The researchers looked at three types of recyclable waste – paper, textiles and plastic – and said the biggest problem is the quality of the waste itself. ‘Low quality waste leads to downcycling into low value products, but the environmental benefit is higher if products can be recycled into products of similar value,’ the CPB said.
In particular, textile and paper is often of low quality and contaminated by other waste, the researchers said.
Exporting waste can also lead to environmental damage elsewhere if local rules are not as stringent as those in the Netherlands, the researchers said. Processing too can lead to damage to both the environment and health.
‘It is very likely that some of the plastics waste that we export is dumped,’ the researchers said. ‘The cost and legal implications of exporting waste to another country should be a point of concern.’
A system of deposits on plastics would also stimulate a reduction in littering, the researchers said. Returned plastic bottles and packaging would be high quality waste which would produce better quality recycled products than mixed plastics.
The government is poised to introduce deposits on small plastic bottles in an effort to reduce litter.
More should also be done to encourage consumers to recycle and to help them keep waste clean, the researchers said.

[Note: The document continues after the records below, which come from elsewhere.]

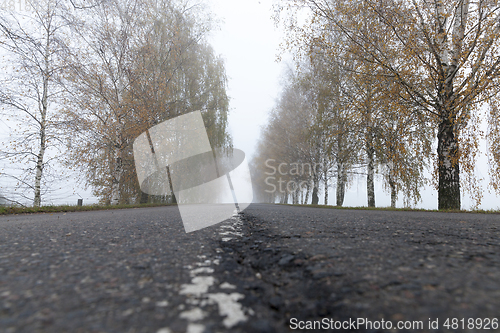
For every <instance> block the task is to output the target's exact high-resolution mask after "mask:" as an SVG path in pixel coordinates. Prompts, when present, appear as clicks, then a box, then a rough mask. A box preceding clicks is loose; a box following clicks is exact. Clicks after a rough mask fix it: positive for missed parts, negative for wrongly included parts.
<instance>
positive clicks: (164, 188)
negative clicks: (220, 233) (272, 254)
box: [133, 111, 253, 232]
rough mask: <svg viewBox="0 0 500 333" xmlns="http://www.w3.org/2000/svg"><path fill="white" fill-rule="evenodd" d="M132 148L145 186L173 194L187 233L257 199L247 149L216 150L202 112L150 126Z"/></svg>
mask: <svg viewBox="0 0 500 333" xmlns="http://www.w3.org/2000/svg"><path fill="white" fill-rule="evenodd" d="M133 148H134V160H135V167H136V171H137V178H138V180H139V184H140V186H141V190H142V191H143V192H145V193H148V194H151V195H172V194H174V195H175V198H176V201H177V204H178V207H179V211H180V213H181V218H182V222H183V224H184V229H185V230H186V232H192V231H196V230H199V229H203V228H206V227H208V226H211V225H214V224H217V223H219V222H222V221H224V220H226V219H228V218H230V217H231V216H233V215H234V213H235V211H243V210H244V209H245V208H246V207H248V205H250V203H251V202H252V200H253V190H252V182H251V178H250V170H249V168H248V163H247V160H246V157H245V153H244V152H243V151H241V150H239V149H231V150H230V151H219V150H214V149H212V147H211V146H210V142H209V140H208V135H207V131H206V129H205V126H204V124H203V118H202V116H201V112H200V111H194V112H191V113H188V114H185V115H182V116H178V117H176V118H173V119H169V120H167V121H164V122H162V123H160V124H158V125H156V126H154V127H152V128H150V129H149V130H147V131H146V132H144V133H142V134H141V135H139V136H138V137H137V138H136V139H135V141H134V144H133Z"/></svg>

Underground containers, for example, have led to lower quality textile waste because other rubbish is also dumped in them, the researchers point out.
Last week, the Volkskrant reported that just 71 out of 355 local authorities in the Netherlands are meeting targets on recycling waste.
The state has set a target of reducing the amount of non-recyclable waste to 100 kilos per person per year by 2020, but the average is currently 151 kilos, the paper said.